The present invention pertains to a secure communications system and more particularly to a processor architecture having a single control element which provides control of data transfer between cypher text data memory (black) and plain text data memory (red).
Modern day communications systems are controlled by central processing units (CPU). These CPUs or processors control the flow of data within the system. Secure processor arrangements have previously included separate processors, one for each kind of data (red and black). A red processor worked with the red data memory and a black processor worked with the black data memory. When data is to be exchanged, for encrypting or decrypting, an elaborate data transfer was required. The data transfer was a series of messages exchanged between the red and black processors. The data was sent to the encrypt/decrypt function and did not pass through the processors. As a result the red processor handles only red (unencrypted or plain text messages) data and the black processor handles only black data (encrypted or cypher text messages).

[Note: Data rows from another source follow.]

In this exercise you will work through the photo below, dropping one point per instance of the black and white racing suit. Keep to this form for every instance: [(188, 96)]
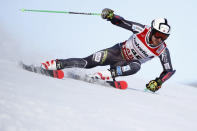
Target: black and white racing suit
[(126, 57)]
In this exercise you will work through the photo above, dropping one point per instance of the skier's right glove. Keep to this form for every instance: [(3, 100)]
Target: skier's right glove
[(107, 14), (154, 85)]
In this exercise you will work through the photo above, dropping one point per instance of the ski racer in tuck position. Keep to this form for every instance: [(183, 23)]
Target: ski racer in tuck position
[(125, 58)]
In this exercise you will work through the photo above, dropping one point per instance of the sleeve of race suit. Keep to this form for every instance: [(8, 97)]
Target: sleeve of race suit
[(129, 25), (167, 66)]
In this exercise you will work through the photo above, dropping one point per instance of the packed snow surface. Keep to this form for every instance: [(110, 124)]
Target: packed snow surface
[(32, 102)]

The two processors required to handle data under the previous system were an implementation of the two man security rule. In the two processor system, a failure in either processor would not compromise security. That is, secure data could not be compromised, if only one of the processors were found to be compromised. Further, since two processors require two bus structures, there are more places where security failures may occur.
Accordingly, it is an object of the present invention to provide single controlling processor for a secure red/black memory system which provides equivalent assurances to the two man security rule while minimizing the amount of circuitry and the number of places which are susceptible to security failure.